While this phenomenon might be obvious about companies, and competition, managers also must consider what this means for their career. It’s imperative to think about what changes you’ll make in your career as a result. The hallmark of today’s organizations is that things are always changing. Therefore, managers should always expect that their job will always be changing. Today’s popular software, device, or system ended up in the back of the closet with all of the other gadgets of yesteryear. That meant that the technology industry that built the gadgets had to always be keeping up: learning new skills, experimenting with new technologies, trying out new things.
The same is true for a management career. It’s no longer going to be enough to assume responsibility for the functional tasks, manage operations, and slowly make your way up to the ladder over the years. Companies need managers who are able to help them win employee commitment despite the chaos. Managers who can thrive, engage employees, and grow efficiency and morale in their departments when the industry, and competitors, and even customers are changing in a turbulent, unpredictable way. For managers and their career this means that yesterday’s wins do not ensure tomorrow’s future.
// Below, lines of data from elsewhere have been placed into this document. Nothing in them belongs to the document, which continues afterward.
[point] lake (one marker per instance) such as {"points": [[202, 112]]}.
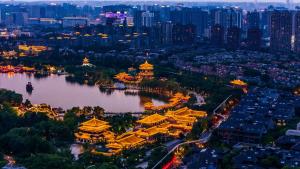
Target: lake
{"points": [[55, 91]]}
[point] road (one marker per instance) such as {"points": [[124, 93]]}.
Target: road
{"points": [[204, 138]]}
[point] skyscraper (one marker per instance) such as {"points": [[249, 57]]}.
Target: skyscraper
{"points": [[297, 32], [217, 35], [253, 19], [254, 38], [147, 19], [233, 37], [281, 30]]}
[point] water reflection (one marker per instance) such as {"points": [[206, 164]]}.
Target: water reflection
{"points": [[57, 92]]}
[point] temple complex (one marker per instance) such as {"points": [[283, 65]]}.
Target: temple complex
{"points": [[147, 130], [145, 72], [238, 82], [176, 100], [86, 62], [32, 49], [93, 131]]}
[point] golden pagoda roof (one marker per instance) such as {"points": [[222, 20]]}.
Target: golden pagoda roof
{"points": [[85, 60], [146, 66], [94, 125], [114, 146], [94, 122], [130, 140], [154, 118], [185, 111], [238, 82]]}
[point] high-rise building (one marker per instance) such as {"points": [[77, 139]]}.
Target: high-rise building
{"points": [[253, 38], [297, 32], [281, 30], [217, 36], [227, 17], [166, 31], [253, 19], [194, 16], [183, 34], [137, 19], [147, 19], [233, 37]]}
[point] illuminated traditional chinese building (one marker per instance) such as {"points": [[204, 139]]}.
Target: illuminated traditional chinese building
{"points": [[176, 100], [93, 131], [33, 49], [238, 82], [146, 71], [86, 62], [148, 130]]}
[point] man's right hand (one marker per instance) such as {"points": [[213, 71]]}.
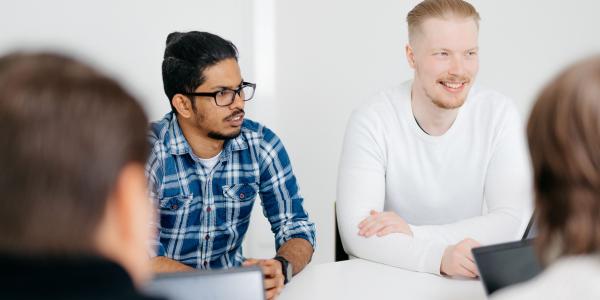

What’s required of you is not that you learned something valuable once upon a time, but that you are constantly learning and engaging in new processes.
Learning new skills, understanding the new dynamics, and thriving in a new competitive environment. It’s not a light burden, and managers should be aware of that. It will take time and resources, and attention. It means setting aside the time to pick up new workplace management skills. It means attending industry trade shows. It means paying a little more attention to the employee management trend articles that get passed around on social media and your company mailing lists. It means once in a while, being the person that finds these articles and pass them around on the company mailing list. But in an economy where support functions such as Human Resources, Payroll, and Training are continually outsourced, there is no industry, no company, and no career that can succeed without embracing change.